Alongside this, he muffled the discontent of the toilers with adventurist plans for the transfer of the roundheads to the planet Mar, where they would be free of all prohibitions (as if it was simply a matter of resettlement!).
He therefore encouraged the conquest of space and promoted the creation of Space Station Deimo near Mar. The Culturals already had a base there named Phobo. Yar Jupi even agreed to declare Outer Space “peaceful”, since the interests of the proprietors clashed mainly on Faena.
However, the great learned Elder Um Sat, who had solved the mysteries of matter, could not fathom the depths of unscrupulous politics. For him, the “problem of overpopulating the planet” really blotted out everything else, although, in fact, it merely aggravated the burdens of the toilers and their struggle with the proprietors, not to mention the hostility of the proprietors amongst themselves. Evidently, in order to be a true Elder, it was still inadequate to be learned in one specific branch of knowledge.
No one had expected to see the cautious and calculating Yar Jupi at a session of Peaceful Space. He was too afraid of assassination. Obviously, it was not for nothing that Yar Jupi had chosen a place for the session near the Lair. The Temple of Eternity communicated with the former monastery by an underground passage.
During the session, Yar Jupi suddenly appeared out of the wall with two impressive robot bodyguards.
He was a tall, well-built Faetian with a long, clean-shaven face, a small dark beard, a hooked nose, a narrow, harsh mouth and suspicious, restless eyes that looked out from under the zigzags of irregular eyebrows. His egg-shaped skull, clean shaven on purpose, was considered to be of impeccable form among the Superiors. There was something bird-like and predatory in the expression on his face.
Yar Jupi addressed those present with a pompous speech in which he spoke about the innate striving of the Superiors for peace and about his agreement with the project for resettling Faetians on other planets to avoid war on Faena.
He had brought as a gift to Peaceful Space an interplanetary ship. Quest, ready for immediate lift-off together with an experienced astronaut commander; he offered Um Sat the opportunity to lead the expedition to Terr.
Then he announced the Council of Blood’s decision to consider Um Sat an “honorary longface” with rights of the Superior amongst the Superiors. The basis for this was research by the “historians” of Blood, who had established that the name Sat in honour of the planet, marked with a noble ring, was only given to the purest longfaces.

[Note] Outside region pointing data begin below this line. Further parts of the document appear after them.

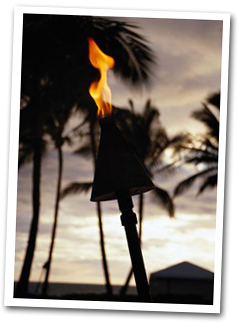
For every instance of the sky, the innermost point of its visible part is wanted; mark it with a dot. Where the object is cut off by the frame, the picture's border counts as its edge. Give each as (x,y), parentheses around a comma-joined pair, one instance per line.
(188,55)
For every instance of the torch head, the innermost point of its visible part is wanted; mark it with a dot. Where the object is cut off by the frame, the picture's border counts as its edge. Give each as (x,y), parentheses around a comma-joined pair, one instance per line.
(118,168)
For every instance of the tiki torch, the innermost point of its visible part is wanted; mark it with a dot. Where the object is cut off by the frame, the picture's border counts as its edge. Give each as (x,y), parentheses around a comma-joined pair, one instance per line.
(119,174)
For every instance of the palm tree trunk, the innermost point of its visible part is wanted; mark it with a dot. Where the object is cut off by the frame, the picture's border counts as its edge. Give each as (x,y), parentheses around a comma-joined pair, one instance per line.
(99,214)
(22,286)
(60,170)
(129,276)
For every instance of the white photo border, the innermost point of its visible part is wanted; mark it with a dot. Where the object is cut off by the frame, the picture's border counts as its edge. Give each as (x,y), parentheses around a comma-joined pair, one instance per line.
(9,300)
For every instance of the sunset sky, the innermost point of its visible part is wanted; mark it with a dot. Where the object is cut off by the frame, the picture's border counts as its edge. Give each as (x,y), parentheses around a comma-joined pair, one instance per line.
(188,54)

Um Sat was flabbergasted. The expedition to Terr was a reality. On Danjab they had merely been arguing over how much to allocate for an interplanetary ship for Terr, whereas he could now lead such an expedition. But … that falsification by the “historians”! The Dictator had not disdained to use it so as to take Um Sat from the roundheads. The learned Elder’s first impulse was to turn down the Dictator’s gifts; anyone else in his place would have acted likewise, but he refrained. After all, he stood for reconciliation, for the settlement of Faetians in space. How could he say no to the Faetians and refuse to survey the planet Terr, which could become their new home? Had he the right to display personal or racial vanity to the detriment of all Faetian society? Would it not be more reasonable to demonstrate the feasibility of space resettlement and divert the interest of the workshop proprietors to building spaceships instead of manufacturing torpedoes for a disintegration war?
In his answering speech, Um Sat controlled himself and expressed his gratitude to Yar Jupi both for the interplanetary ship being handed over to Peaceful Space and for the high rank bestowed on him, Um Sat. He promised to think about the possibility of personally taking part in the expedition.